L’auteur définit quatre types d’humiliation : humiliation par rabaissement, humiliation par déni d’égalité, humiliation par relégation (cf Empire Ottoman au XIXème siècle, les pays émergeants aujourd’hui…), humiliation par stigmatisation (cf URSS et « l’empire du mal »). Ces différents types d’humiliation se retrouvent étayés d’exemples concrets dans la seconde partie de l’ouvrage où l’auteur vise à démontrer que l’humiliation structure (le terme est important) le système international. Bertrand Badie identifie trois types d’inégalités qui favorisent le sentiment d’humiliation : l’inégalité constitutive avec le passé colonial, l’inégalité structurante (signifiant que l’Autre est en dehors de l’élite) et enfin l’inégalité fonctionnelle qui fait référence aux modes de gouvernances (G7, G8, G22, etc…). Cette partie de l’ouvrage est passionnante car l’auteur revisite les interactions géopolitiques actuelles à travers le prisme de l’humiliation. Cela permet de mieux comprendre le ressenti de nombreux Etats (principalement des pays du Sud mais pas seulement) à qui l’on nie le droit à exercer pleinement leur souveraineté et leur diplomatie.
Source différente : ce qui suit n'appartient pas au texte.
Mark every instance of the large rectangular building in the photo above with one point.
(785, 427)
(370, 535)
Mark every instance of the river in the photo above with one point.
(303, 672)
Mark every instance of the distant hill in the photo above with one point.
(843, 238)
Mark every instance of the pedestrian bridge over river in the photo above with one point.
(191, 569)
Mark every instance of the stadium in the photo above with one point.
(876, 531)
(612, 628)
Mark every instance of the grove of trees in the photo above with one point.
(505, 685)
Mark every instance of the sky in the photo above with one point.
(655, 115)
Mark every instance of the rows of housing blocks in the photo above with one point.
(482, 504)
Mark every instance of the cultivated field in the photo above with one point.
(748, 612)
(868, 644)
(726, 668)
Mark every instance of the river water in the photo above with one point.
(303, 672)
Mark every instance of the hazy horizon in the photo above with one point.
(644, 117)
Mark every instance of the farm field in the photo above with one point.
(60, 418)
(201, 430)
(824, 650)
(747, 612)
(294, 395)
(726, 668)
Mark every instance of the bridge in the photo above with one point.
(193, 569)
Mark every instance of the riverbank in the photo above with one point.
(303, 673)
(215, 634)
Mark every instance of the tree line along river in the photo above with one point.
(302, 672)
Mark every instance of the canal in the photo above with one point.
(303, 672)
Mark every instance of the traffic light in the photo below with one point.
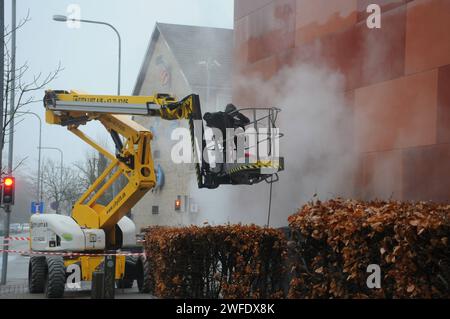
(9, 186)
(178, 204)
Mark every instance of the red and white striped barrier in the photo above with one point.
(39, 253)
(17, 239)
(28, 239)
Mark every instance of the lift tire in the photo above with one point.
(37, 269)
(143, 275)
(56, 277)
(130, 273)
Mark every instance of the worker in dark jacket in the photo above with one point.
(231, 118)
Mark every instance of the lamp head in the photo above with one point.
(59, 18)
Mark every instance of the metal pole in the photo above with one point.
(39, 192)
(11, 127)
(119, 71)
(61, 160)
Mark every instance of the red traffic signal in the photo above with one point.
(8, 181)
(178, 204)
(9, 185)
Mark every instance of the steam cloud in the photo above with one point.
(317, 148)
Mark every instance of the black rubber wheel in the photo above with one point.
(143, 275)
(56, 277)
(37, 269)
(130, 273)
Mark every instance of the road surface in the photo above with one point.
(17, 279)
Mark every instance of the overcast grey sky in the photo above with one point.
(89, 54)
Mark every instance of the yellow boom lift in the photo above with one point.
(81, 241)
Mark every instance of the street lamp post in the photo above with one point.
(62, 18)
(39, 193)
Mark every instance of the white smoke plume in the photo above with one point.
(317, 147)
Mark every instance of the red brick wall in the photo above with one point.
(397, 79)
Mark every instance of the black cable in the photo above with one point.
(270, 201)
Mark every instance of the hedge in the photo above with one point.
(337, 240)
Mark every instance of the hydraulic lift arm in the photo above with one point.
(133, 159)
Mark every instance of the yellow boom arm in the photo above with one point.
(133, 159)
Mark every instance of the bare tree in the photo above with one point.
(23, 87)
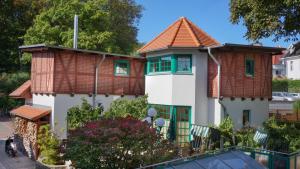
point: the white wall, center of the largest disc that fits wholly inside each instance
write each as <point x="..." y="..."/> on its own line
<point x="295" y="72"/>
<point x="181" y="89"/>
<point x="258" y="111"/>
<point x="62" y="102"/>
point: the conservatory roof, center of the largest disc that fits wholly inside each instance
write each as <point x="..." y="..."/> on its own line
<point x="233" y="159"/>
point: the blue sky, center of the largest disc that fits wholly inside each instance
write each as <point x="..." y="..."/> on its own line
<point x="211" y="15"/>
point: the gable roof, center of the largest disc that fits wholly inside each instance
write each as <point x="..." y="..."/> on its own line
<point x="182" y="33"/>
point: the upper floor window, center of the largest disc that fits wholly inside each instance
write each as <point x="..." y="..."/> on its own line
<point x="170" y="63"/>
<point x="160" y="64"/>
<point x="121" y="67"/>
<point x="184" y="63"/>
<point x="249" y="67"/>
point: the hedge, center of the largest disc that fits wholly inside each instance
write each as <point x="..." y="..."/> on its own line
<point x="286" y="86"/>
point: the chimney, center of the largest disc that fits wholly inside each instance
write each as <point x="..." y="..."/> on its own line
<point x="75" y="32"/>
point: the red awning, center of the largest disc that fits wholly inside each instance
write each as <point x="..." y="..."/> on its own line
<point x="23" y="91"/>
<point x="31" y="113"/>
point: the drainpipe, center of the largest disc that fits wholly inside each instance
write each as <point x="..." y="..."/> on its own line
<point x="219" y="79"/>
<point x="98" y="64"/>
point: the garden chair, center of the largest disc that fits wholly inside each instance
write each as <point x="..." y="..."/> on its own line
<point x="261" y="138"/>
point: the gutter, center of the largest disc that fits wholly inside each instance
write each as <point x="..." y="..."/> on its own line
<point x="219" y="79"/>
<point x="98" y="64"/>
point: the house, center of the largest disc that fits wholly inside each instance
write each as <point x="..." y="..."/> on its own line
<point x="192" y="78"/>
<point x="292" y="61"/>
<point x="61" y="77"/>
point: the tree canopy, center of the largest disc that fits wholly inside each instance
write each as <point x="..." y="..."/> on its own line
<point x="16" y="16"/>
<point x="106" y="25"/>
<point x="267" y="18"/>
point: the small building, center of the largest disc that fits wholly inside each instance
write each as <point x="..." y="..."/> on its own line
<point x="292" y="61"/>
<point x="192" y="78"/>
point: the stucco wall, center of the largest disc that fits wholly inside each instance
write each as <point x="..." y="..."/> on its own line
<point x="258" y="111"/>
<point x="295" y="73"/>
<point x="62" y="102"/>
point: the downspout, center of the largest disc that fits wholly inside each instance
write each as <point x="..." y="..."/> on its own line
<point x="219" y="79"/>
<point x="98" y="64"/>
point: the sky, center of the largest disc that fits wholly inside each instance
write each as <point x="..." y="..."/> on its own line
<point x="212" y="16"/>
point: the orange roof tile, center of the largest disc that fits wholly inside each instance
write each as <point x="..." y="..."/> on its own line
<point x="30" y="113"/>
<point x="23" y="91"/>
<point x="182" y="33"/>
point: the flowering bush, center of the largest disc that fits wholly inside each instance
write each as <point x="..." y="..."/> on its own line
<point x="117" y="143"/>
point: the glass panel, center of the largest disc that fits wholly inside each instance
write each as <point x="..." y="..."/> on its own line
<point x="122" y="68"/>
<point x="154" y="65"/>
<point x="183" y="63"/>
<point x="166" y="63"/>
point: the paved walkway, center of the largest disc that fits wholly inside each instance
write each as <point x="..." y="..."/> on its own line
<point x="6" y="162"/>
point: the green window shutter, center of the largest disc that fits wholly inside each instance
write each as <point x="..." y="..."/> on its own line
<point x="174" y="64"/>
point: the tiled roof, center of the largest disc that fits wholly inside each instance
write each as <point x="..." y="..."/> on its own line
<point x="31" y="113"/>
<point x="23" y="91"/>
<point x="182" y="33"/>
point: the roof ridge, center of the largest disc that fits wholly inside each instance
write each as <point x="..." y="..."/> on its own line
<point x="203" y="32"/>
<point x="176" y="33"/>
<point x="159" y="35"/>
<point x="192" y="32"/>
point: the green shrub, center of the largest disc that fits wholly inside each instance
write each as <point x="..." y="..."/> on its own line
<point x="78" y="116"/>
<point x="117" y="143"/>
<point x="49" y="145"/>
<point x="136" y="108"/>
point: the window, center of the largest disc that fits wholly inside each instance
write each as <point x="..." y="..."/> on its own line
<point x="246" y="117"/>
<point x="249" y="67"/>
<point x="121" y="67"/>
<point x="160" y="64"/>
<point x="184" y="63"/>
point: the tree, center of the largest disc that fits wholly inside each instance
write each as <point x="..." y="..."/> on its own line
<point x="15" y="17"/>
<point x="105" y="25"/>
<point x="117" y="143"/>
<point x="265" y="18"/>
<point x="136" y="108"/>
<point x="296" y="108"/>
<point x="79" y="116"/>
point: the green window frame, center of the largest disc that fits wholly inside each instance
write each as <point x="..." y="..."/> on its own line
<point x="121" y="68"/>
<point x="246" y="117"/>
<point x="178" y="63"/>
<point x="184" y="63"/>
<point x="249" y="67"/>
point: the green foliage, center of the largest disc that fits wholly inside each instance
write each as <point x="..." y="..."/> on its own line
<point x="117" y="143"/>
<point x="245" y="137"/>
<point x="8" y="83"/>
<point x="136" y="108"/>
<point x="282" y="137"/>
<point x="16" y="16"/>
<point x="78" y="116"/>
<point x="286" y="85"/>
<point x="105" y="25"/>
<point x="267" y="18"/>
<point x="48" y="145"/>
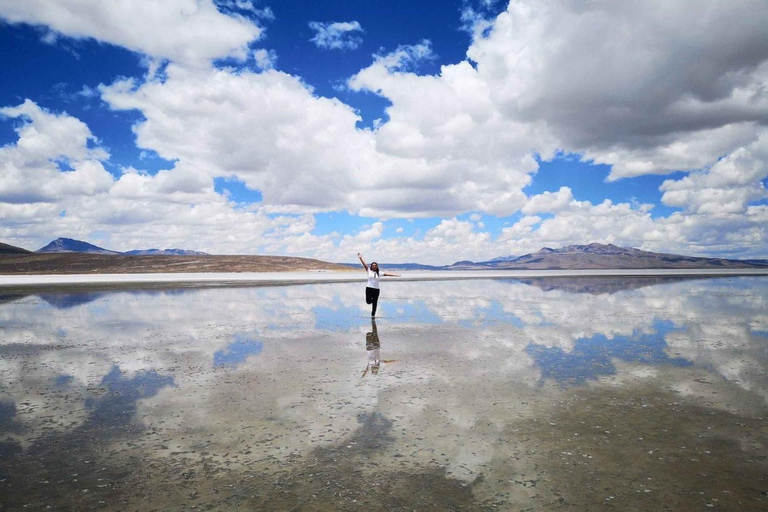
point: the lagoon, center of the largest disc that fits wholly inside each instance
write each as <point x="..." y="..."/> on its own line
<point x="646" y="393"/>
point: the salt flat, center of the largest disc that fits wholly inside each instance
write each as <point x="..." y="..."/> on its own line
<point x="331" y="276"/>
<point x="508" y="394"/>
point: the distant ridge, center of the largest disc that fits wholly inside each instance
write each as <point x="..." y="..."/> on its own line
<point x="63" y="245"/>
<point x="603" y="256"/>
<point x="70" y="245"/>
<point x="12" y="249"/>
<point x="165" y="252"/>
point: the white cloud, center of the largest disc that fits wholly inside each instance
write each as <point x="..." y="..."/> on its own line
<point x="639" y="85"/>
<point x="726" y="187"/>
<point x="265" y="59"/>
<point x="192" y="32"/>
<point x="338" y="35"/>
<point x="30" y="168"/>
<point x="644" y="87"/>
<point x="549" y="202"/>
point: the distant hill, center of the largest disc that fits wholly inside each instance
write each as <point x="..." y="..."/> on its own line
<point x="69" y="245"/>
<point x="12" y="249"/>
<point x="61" y="245"/>
<point x="164" y="252"/>
<point x="602" y="256"/>
<point x="83" y="263"/>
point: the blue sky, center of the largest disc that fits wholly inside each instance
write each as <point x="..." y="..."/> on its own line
<point x="429" y="131"/>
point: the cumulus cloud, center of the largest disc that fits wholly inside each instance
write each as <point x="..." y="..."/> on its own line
<point x="643" y="87"/>
<point x="192" y="32"/>
<point x="635" y="85"/>
<point x="548" y="201"/>
<point x="304" y="153"/>
<point x="729" y="186"/>
<point x="31" y="167"/>
<point x="337" y="35"/>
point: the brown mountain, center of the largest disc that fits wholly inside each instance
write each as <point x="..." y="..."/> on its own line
<point x="83" y="263"/>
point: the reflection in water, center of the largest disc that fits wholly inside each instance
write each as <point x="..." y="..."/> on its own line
<point x="509" y="394"/>
<point x="118" y="406"/>
<point x="373" y="347"/>
<point x="592" y="357"/>
<point x="237" y="352"/>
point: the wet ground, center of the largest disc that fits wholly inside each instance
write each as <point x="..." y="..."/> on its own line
<point x="557" y="394"/>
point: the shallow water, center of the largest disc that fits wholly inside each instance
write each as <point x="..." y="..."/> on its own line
<point x="586" y="393"/>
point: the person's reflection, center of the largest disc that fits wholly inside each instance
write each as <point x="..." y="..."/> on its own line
<point x="373" y="346"/>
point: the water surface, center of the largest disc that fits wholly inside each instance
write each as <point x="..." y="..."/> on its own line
<point x="581" y="393"/>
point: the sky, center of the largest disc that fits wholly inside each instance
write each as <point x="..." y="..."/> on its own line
<point x="425" y="132"/>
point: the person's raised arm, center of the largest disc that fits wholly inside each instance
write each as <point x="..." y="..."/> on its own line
<point x="360" y="256"/>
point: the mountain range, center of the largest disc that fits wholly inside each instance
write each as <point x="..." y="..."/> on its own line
<point x="593" y="256"/>
<point x="61" y="245"/>
<point x="572" y="257"/>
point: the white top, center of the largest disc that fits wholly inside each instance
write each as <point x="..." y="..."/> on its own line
<point x="373" y="279"/>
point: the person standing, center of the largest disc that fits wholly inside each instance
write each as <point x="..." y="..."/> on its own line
<point x="372" y="289"/>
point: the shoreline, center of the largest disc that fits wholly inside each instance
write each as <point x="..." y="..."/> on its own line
<point x="315" y="277"/>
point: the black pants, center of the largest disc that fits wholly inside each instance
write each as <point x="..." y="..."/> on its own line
<point x="372" y="297"/>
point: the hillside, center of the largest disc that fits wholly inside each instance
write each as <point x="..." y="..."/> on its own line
<point x="63" y="245"/>
<point x="80" y="263"/>
<point x="12" y="249"/>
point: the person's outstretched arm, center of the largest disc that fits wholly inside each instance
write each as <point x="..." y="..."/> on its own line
<point x="359" y="255"/>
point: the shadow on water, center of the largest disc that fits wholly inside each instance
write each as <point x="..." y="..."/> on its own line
<point x="592" y="357"/>
<point x="237" y="352"/>
<point x="118" y="406"/>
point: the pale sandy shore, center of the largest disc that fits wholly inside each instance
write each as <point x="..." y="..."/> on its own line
<point x="267" y="278"/>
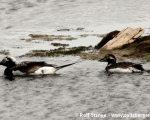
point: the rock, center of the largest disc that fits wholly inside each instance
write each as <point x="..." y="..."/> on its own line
<point x="107" y="37"/>
<point x="126" y="36"/>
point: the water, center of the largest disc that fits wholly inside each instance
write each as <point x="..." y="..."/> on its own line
<point x="80" y="88"/>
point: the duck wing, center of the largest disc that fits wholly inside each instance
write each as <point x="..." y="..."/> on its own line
<point x="125" y="65"/>
<point x="30" y="66"/>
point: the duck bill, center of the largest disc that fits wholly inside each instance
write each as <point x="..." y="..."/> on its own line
<point x="102" y="60"/>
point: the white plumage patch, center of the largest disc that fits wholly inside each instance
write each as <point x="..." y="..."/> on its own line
<point x="46" y="70"/>
<point x="13" y="59"/>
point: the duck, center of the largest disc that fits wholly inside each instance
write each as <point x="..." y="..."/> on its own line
<point x="120" y="67"/>
<point x="29" y="67"/>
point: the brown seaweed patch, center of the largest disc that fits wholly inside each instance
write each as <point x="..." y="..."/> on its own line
<point x="5" y="52"/>
<point x="57" y="52"/>
<point x="59" y="44"/>
<point x="51" y="37"/>
<point x="97" y="35"/>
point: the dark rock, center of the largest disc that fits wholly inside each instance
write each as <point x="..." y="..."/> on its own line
<point x="107" y="38"/>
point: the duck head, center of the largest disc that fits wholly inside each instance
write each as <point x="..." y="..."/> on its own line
<point x="8" y="61"/>
<point x="110" y="58"/>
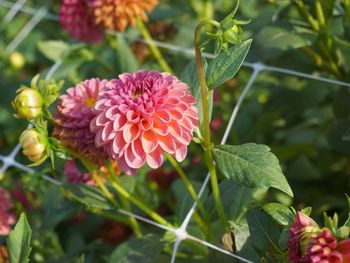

D’où la présentation par l’auteur d’un « certain paternalisme diplomatique », où les puissances « historiques » (principalement européennes) fixent les règles qui les arrangent, quitte à participer à la création de crises futures en ne considérant pas les autres puissances à un niveau d’égalité.

La troisième et dernière partie de l’ouvrage fait l’hypothèse que l’humiliation croissante risque d’aboutir à un antisystème des relations internationales. En effet, l’essor des sociétés civiles démultiplie la puissance de l’humiliation et fragilise le pouvoir des Etats qui dans une certaine mesure absorbaient les phénomènes d’humiliation. Seul le dernier chapitre sur la « violence non maîtrisée » laisse un peu sur sa faim : sans doute aurait-il mérité un traitement plus complet ou à l’inverse une focalisation sur deux ou trois cas emblématiques.

Au final, Bertrand Badie réussit brillamment à légitimer l’idée que l’humiliation peut être aujourd’hui une grille de lecture pertinente de l’étude des relations internationales. Puisant ses exemples dans l’histoire plus ou moins récente, sur tous les continents, il incite le lecteur, qu’il soit spécialiste ou pas, à revisiter sa manière de comprendre et d’apprécier les relations internationales.